The Idiap Research Institute (http://www.idiap.ch) is an independent, not-for-profit, research institute located in Martigny (Switzerland), and affiliated with the Swiss Federal Institute of Technology at Lausanne (EPFL), and the University of Geneva. IDIAP is involved in numerous national and international (European Union and United States of America) projects, as well as in multiple collaborative projects with the industry (including a few Idiap spin-off companies). At the national level, IDIAP is also the "Leading House" of the National Center of Competence in Research (NCCR) on "Interactive Multimodal Information Management" (IM2, http://www.im2.ch). Idiap is a pioneer in the area of speech technology, in particular automatic speech recognition, speaker recognition, speaker diarization, microphone array processing, and speech synthesis.

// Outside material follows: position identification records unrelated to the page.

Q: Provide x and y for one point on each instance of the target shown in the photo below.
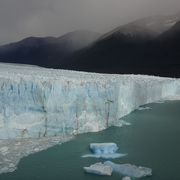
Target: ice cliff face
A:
(37, 102)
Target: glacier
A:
(37, 102)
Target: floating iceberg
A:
(126, 178)
(104, 156)
(130, 170)
(144, 108)
(99, 169)
(103, 148)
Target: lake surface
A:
(152, 141)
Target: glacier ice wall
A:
(37, 102)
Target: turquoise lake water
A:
(153, 140)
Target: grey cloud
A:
(22, 18)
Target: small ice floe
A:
(4, 150)
(130, 170)
(104, 156)
(121, 123)
(144, 108)
(159, 102)
(103, 148)
(99, 169)
(126, 178)
(104, 151)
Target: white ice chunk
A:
(130, 170)
(99, 169)
(104, 156)
(126, 178)
(4, 150)
(144, 108)
(103, 148)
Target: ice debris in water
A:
(103, 148)
(99, 169)
(121, 123)
(144, 108)
(126, 178)
(104, 151)
(104, 156)
(130, 170)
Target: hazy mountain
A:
(124, 53)
(146, 46)
(47, 51)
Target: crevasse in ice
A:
(38, 102)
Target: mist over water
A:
(152, 141)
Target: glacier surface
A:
(38, 102)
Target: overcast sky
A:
(23, 18)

The Idiap speech group has made several important publications and is a sought-after destination for carrying out state- of-the-art speech research. Their expertise and innovation mainly lies in statistical modelling and design of recognition engines, which form the core of speech recognition systems. Our expertise is in the complementary component – the front-end, which primarily involves signal processing. Specifically, we are interested in building signal-processing models derived out of experimental evidence on auditory mechanisms.
The underlying goal is to combine our complementary strengths and to develop a system that has superior performance compared with the state of the art. On the signal-processing front, this joint effort will result in new auditory wavelet bases, which possess optimal time-frequency properties.